I have followed the world-wide-web as it relates to Telecom companies for it seems for ever (surely only 15 years? Ed). They were well positioned to use their relationships coupled with their ownership of the transport part of the internet value chain to become major factors in the internet space. It never happened. One of the criticisms, leveled at the Telcos was their insistence, early on, of operating a walled garden, where the Telcos controlled access and gave significant preference to specific applications (mostly their own or white-labeled from other providers). Consumers viewed this as restrictive and not helpful.

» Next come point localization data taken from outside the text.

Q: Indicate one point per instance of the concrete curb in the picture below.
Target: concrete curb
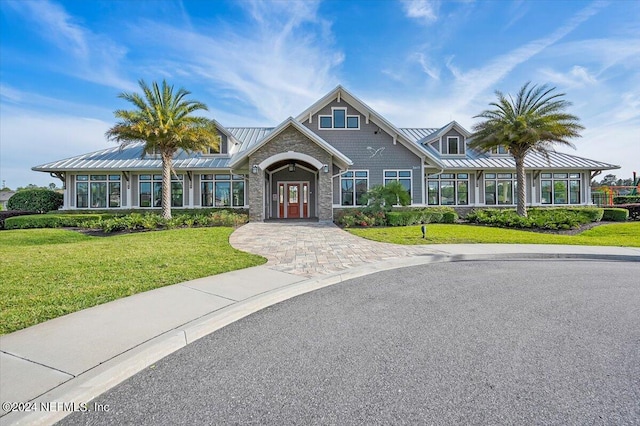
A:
(90, 384)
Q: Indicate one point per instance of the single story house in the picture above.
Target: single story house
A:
(322, 160)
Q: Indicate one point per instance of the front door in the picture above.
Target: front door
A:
(293, 200)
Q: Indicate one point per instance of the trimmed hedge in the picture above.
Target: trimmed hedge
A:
(626, 199)
(51, 220)
(402, 216)
(615, 214)
(35, 200)
(634, 210)
(544, 218)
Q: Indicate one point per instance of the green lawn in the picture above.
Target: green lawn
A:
(621, 234)
(46, 273)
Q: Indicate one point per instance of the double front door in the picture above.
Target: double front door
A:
(293, 199)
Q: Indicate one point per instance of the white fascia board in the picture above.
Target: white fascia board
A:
(302, 129)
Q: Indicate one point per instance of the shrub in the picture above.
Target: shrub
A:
(35, 200)
(51, 221)
(626, 199)
(615, 214)
(545, 218)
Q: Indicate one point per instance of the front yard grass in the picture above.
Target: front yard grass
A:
(618, 234)
(47, 273)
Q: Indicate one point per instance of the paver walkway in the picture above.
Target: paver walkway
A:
(312, 249)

It was obvious up front that the benefit of a walled garden was almost all Telco.
So where goes Facebook, in an opinion piece in this Sunday’s NY Times, Randall Stross makes a number of strong points – how Facebook has changed and how its original premise has been lost, in its frenzy to become the de facto web.
The Facebook model of organizing the world’s information involves a mix of personally sensitive information, impersonal information that is potentially widely useful, and information whose sensitivity and usefulness falls in between. It’s a tangle created by Facebook’s origins as the host of unambiguously nonpublic messaging among college students.
People often talk about the two leading social networking sites in a way that sounds like they’re a single entity: FacebookandTwitter. But the two are fundamentally different. Facebook began with a closed, friends-only model, and today has moved to a private-public hybrid, resetting members’ default privacy settings. By contrast, most Twitter users elect to use the service to address the general public.
As I look at this, I see Facebook building its very own walled garden. I am reminded of a quote by George Santayana
Those who cannot remember the past are condemned to repeat it.